Em Portugal, a forma de tratamento você nem sempre é considerada muito educada, e, ainda hoje, fora da intimidade, não é raro associá-la a alguém que não é muito culto e tem falta de educação. A propósito deste pronome de tratamento, Celso Cunha e Lindley Cintra, na Nova Gramática do Português Contemporâneo (Lisboa, Edições João Sá da Costa, 1984, pág. 294), observam o seguinte (manteve-se a ortografia):
«[O valor] de tratamento igualitário ou de superior para inferior (em idade, em classe social, em hierarquia), e apenas este, [é] o que você possui no português europeu normal europeu, onde só excepcionalmente – e em certas camadas sociais altas – aparece como forma carinhosa de intimidade. No português de Portugal não é ainda possível, apesar de certo alargamento recente do seu emprego, usar você de inferior para superior, em idade, classe social ou hierarquia.»

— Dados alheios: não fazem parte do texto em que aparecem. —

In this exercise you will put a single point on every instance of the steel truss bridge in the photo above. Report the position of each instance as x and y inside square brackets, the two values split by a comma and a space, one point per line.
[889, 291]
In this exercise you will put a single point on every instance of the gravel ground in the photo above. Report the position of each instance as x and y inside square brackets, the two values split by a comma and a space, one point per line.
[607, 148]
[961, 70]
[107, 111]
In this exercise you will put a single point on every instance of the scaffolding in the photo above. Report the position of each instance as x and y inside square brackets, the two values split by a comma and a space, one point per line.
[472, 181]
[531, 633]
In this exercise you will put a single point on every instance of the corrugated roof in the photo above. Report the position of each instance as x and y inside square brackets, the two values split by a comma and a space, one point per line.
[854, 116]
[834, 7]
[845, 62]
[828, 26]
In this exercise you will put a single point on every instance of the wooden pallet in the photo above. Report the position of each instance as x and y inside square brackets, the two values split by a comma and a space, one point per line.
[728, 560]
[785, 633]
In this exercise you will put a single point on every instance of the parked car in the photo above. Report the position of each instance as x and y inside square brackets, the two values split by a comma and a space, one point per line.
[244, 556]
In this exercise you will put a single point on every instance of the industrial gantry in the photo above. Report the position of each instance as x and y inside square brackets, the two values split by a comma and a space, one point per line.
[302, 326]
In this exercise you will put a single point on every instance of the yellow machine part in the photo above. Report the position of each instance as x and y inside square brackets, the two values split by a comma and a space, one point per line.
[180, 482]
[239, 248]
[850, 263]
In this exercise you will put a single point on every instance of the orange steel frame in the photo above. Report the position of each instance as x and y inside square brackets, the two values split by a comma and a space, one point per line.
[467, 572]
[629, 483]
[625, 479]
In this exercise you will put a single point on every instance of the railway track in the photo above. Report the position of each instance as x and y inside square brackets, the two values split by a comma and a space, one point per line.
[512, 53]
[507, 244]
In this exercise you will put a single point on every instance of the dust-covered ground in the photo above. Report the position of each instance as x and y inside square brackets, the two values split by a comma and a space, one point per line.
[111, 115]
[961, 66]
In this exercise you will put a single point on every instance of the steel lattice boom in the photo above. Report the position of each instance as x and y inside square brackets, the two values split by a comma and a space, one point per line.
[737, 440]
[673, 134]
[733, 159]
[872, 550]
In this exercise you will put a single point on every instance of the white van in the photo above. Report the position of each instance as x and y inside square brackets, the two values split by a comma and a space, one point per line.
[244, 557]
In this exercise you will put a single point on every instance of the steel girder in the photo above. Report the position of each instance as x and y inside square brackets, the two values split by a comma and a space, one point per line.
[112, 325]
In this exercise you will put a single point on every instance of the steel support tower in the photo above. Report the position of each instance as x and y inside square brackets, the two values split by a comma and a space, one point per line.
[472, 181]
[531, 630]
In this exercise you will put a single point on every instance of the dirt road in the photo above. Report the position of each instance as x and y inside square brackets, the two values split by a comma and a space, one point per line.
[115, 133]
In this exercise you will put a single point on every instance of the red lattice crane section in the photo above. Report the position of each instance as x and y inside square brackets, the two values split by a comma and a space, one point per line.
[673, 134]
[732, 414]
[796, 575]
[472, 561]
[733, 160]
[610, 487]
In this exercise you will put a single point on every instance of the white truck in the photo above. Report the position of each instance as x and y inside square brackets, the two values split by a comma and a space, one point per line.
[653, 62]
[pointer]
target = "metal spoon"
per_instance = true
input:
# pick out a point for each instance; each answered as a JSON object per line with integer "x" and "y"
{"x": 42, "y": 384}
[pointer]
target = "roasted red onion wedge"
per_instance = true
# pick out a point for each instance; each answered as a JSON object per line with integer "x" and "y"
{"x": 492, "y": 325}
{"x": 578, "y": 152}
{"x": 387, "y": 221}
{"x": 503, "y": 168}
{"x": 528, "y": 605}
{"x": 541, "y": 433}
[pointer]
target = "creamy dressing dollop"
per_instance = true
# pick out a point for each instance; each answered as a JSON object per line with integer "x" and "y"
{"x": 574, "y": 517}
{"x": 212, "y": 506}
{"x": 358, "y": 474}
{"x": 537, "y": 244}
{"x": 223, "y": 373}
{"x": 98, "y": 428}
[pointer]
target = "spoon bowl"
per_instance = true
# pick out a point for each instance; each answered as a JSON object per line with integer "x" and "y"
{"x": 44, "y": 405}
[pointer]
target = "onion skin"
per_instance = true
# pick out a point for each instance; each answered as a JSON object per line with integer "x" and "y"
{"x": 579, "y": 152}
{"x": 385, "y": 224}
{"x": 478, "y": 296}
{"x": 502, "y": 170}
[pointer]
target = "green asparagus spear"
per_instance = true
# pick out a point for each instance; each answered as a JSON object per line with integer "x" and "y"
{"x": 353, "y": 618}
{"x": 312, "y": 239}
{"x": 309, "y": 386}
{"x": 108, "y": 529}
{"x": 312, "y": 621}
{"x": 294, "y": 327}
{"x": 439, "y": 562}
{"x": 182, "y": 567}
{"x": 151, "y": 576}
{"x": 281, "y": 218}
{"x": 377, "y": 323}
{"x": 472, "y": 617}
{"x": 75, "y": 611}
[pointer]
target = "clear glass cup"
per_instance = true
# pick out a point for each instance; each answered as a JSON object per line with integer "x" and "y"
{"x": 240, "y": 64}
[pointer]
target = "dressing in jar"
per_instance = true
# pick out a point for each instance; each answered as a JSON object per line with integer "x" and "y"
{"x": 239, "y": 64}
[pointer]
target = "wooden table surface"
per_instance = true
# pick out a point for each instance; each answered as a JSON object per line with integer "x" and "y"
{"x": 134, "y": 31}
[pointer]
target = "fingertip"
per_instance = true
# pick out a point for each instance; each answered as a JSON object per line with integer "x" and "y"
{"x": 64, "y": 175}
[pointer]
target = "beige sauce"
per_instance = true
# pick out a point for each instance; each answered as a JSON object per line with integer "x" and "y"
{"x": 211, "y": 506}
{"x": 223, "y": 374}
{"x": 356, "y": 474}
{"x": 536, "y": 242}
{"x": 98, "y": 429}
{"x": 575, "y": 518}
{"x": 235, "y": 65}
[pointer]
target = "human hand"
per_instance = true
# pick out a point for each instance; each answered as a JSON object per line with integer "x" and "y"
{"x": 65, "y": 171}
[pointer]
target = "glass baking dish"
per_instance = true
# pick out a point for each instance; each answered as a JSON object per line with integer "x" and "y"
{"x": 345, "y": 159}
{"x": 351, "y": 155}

Quase trinta anos depois de estas palavras terem sido publicadas, a perspetiva por elas descrita ainda se mantém em Portugal, embora no passado a atitude fosse, em certos meios, mais exacerbada, quando se encarava o emprego de você (e não o uso da 3.ª pessoa do singular com um interlocutor) como traço de falta de trato em situações de comunicação. Não é possível identificar com segurança a origem factual das expressões em apreço, mas parece plausível que você fosse usado com serviçais, entre os quais se incluiriam, por exemplo, moços de estrebaria, que tinham um trabalho rude. Note-se, aliás, que, segundo o Dicionário Priberam da Língua Portuguesa, estrebaria é o local onde se recolhem cavalos e guardam arreios; não obstante, designa igualmente «um alojamento impróprio, imundo». Quem se julgasse superior a este grupo de criados deveria relacionar a estrebaria não só com os cavalos, aos quais se atribuía certa nobreza, mas também aos burros, animais rudes, do ponto de vista da tradição. No fundo, as expressões em causa seriam réplicas para significar que o tratamento por você não é recomendável, pois é mais usado por quem só sabe lidar com animais.